Thanks for the guide that you just deemed absolutely pointless.


----------



## DennisStrehlau (Sep 9, 2012)

Thanks for the answers. Well at least i want to try TuRBo, since i just learned the algorithms now. 
I would like to learn BH, but its just TOOO big i think..

@A Leman:
How fast are you with TuRBo? 

Greetings, Dennis


----------



## A Leman (Sep 10, 2012)

DennisStrehlau said:


> Thanks for the answers. Well at least i want to try TuRBo, since i just learned the algorithms now.
> I would like to learn BH, but its just TOOO big i think..
> 
> @A Leman:
> ...



I use BH and don't think it's TOOO big. After you understand interchangability and constructing comms, they all seem like the same cases which is why people say to just do BH. Either way, Turbo helped my transition from 3OP to BH so it has been helpfull.

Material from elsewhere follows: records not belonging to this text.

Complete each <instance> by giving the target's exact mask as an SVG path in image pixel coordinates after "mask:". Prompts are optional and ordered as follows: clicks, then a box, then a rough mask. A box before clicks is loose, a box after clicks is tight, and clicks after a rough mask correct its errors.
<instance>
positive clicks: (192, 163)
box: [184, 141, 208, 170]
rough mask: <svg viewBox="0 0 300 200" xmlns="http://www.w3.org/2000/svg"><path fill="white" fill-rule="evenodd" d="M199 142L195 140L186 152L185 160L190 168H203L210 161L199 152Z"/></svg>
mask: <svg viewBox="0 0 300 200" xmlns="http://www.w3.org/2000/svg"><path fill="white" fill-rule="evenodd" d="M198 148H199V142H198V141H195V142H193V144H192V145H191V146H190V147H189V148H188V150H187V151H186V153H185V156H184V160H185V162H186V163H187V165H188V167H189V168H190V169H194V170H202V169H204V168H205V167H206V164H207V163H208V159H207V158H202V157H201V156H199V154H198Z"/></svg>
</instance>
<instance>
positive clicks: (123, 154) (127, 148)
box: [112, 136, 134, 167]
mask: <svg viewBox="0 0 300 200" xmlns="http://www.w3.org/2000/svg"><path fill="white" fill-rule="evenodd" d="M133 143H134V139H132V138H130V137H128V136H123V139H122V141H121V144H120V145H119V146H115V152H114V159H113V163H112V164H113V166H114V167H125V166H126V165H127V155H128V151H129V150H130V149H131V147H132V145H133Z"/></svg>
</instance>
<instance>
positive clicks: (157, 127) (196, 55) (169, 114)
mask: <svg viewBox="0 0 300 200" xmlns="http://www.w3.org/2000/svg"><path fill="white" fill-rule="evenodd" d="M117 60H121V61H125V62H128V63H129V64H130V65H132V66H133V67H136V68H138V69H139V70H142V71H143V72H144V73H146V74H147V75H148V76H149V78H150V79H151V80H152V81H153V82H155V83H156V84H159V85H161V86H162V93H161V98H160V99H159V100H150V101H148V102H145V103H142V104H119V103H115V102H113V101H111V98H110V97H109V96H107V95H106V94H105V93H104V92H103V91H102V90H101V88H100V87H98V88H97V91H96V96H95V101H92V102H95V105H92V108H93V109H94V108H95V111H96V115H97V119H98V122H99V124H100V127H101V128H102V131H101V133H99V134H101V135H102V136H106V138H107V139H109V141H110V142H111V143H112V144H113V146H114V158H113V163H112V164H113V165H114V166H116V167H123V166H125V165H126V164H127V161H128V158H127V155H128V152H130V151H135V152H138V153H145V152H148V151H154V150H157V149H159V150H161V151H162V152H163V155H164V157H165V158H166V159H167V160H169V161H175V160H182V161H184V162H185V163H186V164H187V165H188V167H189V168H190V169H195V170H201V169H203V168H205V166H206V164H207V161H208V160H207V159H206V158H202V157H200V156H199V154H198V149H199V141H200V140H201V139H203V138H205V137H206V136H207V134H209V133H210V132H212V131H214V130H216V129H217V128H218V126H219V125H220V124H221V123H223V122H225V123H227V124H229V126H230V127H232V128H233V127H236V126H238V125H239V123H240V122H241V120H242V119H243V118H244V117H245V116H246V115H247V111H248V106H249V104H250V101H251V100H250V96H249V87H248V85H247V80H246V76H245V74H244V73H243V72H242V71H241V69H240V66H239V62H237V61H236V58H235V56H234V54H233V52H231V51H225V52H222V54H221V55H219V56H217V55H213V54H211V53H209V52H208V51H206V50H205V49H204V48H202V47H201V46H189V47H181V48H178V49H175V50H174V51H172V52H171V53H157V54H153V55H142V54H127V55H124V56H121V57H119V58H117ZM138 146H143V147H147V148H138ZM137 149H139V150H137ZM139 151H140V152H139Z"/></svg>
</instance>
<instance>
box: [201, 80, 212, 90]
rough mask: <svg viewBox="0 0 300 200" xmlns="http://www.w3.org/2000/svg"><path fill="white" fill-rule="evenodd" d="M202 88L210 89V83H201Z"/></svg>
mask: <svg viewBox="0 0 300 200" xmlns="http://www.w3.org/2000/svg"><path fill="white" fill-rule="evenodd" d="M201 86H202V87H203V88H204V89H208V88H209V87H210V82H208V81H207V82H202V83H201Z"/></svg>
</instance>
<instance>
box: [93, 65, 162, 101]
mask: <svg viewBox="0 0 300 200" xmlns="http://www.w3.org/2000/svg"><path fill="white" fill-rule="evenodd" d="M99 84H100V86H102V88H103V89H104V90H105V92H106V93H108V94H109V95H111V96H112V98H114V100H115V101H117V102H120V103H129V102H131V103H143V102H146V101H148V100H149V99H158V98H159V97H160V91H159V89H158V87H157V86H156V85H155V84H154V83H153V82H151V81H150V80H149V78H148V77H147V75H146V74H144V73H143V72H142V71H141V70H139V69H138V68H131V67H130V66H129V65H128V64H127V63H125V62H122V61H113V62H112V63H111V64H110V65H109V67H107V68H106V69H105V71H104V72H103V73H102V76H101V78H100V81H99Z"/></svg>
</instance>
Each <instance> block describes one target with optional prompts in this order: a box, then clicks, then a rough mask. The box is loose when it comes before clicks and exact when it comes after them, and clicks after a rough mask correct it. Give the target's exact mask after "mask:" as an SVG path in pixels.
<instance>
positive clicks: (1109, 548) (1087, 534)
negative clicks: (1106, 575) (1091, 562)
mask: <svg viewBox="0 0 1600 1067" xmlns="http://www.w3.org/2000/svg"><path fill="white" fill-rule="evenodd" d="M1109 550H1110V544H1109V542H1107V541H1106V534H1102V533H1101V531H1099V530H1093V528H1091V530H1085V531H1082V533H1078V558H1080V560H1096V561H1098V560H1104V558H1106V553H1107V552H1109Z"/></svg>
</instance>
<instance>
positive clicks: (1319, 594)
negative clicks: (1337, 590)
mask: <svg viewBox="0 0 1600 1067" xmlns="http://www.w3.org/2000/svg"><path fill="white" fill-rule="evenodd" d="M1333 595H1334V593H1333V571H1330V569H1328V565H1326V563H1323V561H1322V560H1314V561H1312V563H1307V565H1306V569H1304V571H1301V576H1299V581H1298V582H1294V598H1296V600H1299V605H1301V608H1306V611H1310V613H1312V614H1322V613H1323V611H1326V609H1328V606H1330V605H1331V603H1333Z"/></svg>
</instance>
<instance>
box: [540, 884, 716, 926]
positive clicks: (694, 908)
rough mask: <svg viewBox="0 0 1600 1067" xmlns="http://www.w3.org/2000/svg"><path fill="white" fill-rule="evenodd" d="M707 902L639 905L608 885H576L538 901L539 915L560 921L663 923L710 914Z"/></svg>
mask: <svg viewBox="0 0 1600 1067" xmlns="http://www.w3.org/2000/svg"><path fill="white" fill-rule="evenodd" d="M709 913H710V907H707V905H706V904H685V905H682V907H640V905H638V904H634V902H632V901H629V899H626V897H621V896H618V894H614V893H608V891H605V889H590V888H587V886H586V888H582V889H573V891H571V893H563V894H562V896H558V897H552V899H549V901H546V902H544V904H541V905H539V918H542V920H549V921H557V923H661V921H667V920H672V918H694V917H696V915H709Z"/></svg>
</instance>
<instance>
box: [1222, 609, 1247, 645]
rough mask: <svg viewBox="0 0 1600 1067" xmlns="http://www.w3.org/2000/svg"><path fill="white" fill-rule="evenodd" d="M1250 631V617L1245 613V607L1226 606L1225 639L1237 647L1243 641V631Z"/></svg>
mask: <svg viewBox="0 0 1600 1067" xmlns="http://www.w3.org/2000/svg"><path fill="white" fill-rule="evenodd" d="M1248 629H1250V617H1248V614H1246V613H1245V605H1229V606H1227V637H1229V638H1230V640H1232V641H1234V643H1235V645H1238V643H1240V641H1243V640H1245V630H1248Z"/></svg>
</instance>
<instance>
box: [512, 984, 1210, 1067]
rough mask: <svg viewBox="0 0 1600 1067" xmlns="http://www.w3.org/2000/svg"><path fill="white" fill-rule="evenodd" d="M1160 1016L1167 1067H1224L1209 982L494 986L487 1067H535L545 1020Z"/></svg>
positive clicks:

When I used almost pure turbo, I averaged around 16-17sec for corners, but this took alot of serious work to get comfortable with.


----------



## DennisStrehlau (Sep 10, 2012)

A Leman said:


> I use BH and don't think it's TOOO big. After you understand interchangability and constructing comms, they all seem like the same cases which is why people say to just do BH. Either way, Turbo helped my transition from 3OP to BH so it has been helpfull.
> 
> When I used almost pure turbo, I averaged around 16-17sec for corners, but this took alot of serious work to get comfortable with.



Ok, i avg about 15-20 seconds with Old Pochmann. 
Mmhh..Maybe its not worth it, to put "a lot of serious work" in it...
If i would start learning BH, i would know 18 cases already, so it wasnt for nothing anyway, right?

Dennis


----------



## Berkmann18 (Mar 6, 2015)

Sorry for the off-topic question, but I'm confused on the fact that BH is or not the same method as Comms.
And for TuRBo corners, it's pretty much easy to know the algs unless you're totally unfamiliar with COLL as some cases a pure 3-cycle corner comms.


----------



## Ollie (Mar 6, 2015)

BH = commutators. Some may not appear to be as they are often 2*3-cycles that cancel moves, but they are all based on commutators.


----------